You can play this game in one or two ways. In TV mode, you can use the JoyCons to aim at the TV and fire bullets. In handheld mode, you can move a cursor around to aim with the L stick. Even though physically aiming works better, both ways are fine. The two main modes are Carnival Mode and Party Mode.
In Carnival Mode, you pick one of three arcade games to play, but they’re all the same. It makes me wonder if this was originally an arcade game. I tried to look up information on that, but I couldn’t find anything. Anyway, in Carnival Mode you shoot at prizes on tables. When you knock them down, you get coins. The goodies can be things that are simple to knock down, like boxes of snacks, or harder things like statues or trophies. Each time you knock something down, you get coins. These coins let you fire bullets, so the game can be neverending if you are good enough. You can switch between three bullet types. Corks are the cheapest and weakest, iron balls are stronger but cost a little more, and bottle rockets cost the most but can zero in on targets. The only way this mode ends is if you run about of bullets. But even then you have to physically stop the game. So when that happens or if you want to stop in the middle of shooting, you can. Sometimes in Carnival Mode, you might shoot a goodie that is possessed by a ghost. When that happens, shoot the ghost that comes out. When you shoot enough ghosts, you can enter a haunted house where you must shoot at lots of ghosts for tons of bonus coins.

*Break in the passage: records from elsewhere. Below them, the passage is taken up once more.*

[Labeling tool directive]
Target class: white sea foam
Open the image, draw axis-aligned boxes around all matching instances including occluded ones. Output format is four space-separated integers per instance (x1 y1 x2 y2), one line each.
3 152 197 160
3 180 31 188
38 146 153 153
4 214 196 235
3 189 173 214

The other main mode is Party Mode. Here you can play mini-games based on what you do in Carnival Mode. There are over a dozen of these games, and they are usually timed and require you to reach a certain score to pass. Even though this mode feels more like a game, oddly enough you don’t earn coins in this mode. I wish you did.
You can earn coins by playing Carnival Mode, doing a lottery that happens every so often, or completing missions. So what do these coins do outside the modes? Well you can use them in Auntie’s Shop to buy more mini-games, figures and goodies to collect, and even all the ghosts you encounter. When you buy all the mini-games, you can even unlock a mode where you play a bunch of them in a row. You can also view the things you’ve unlocked in your Figure Collection.
I wish there was a little more to this game, but otherwise I kind of liked it. The Japanese festival theme was neat, as it reminds me of Taiko Drum Master/Taiko no Tatsujin. And I just like arcade style shooting gallery games like Point Blank. If you do, too, you may want to check this one out.
Kid Factor:
Spooky Spirit Shooting Gallery is rated E-10 with an ESRB descriptor of Fantasy Violence. You use carnival rifles to shoot at trinkets to knock them off shelves, and fire at cartoony ghosts, but that’s it. Reading skill is helpful for the text, but not necessary just to play.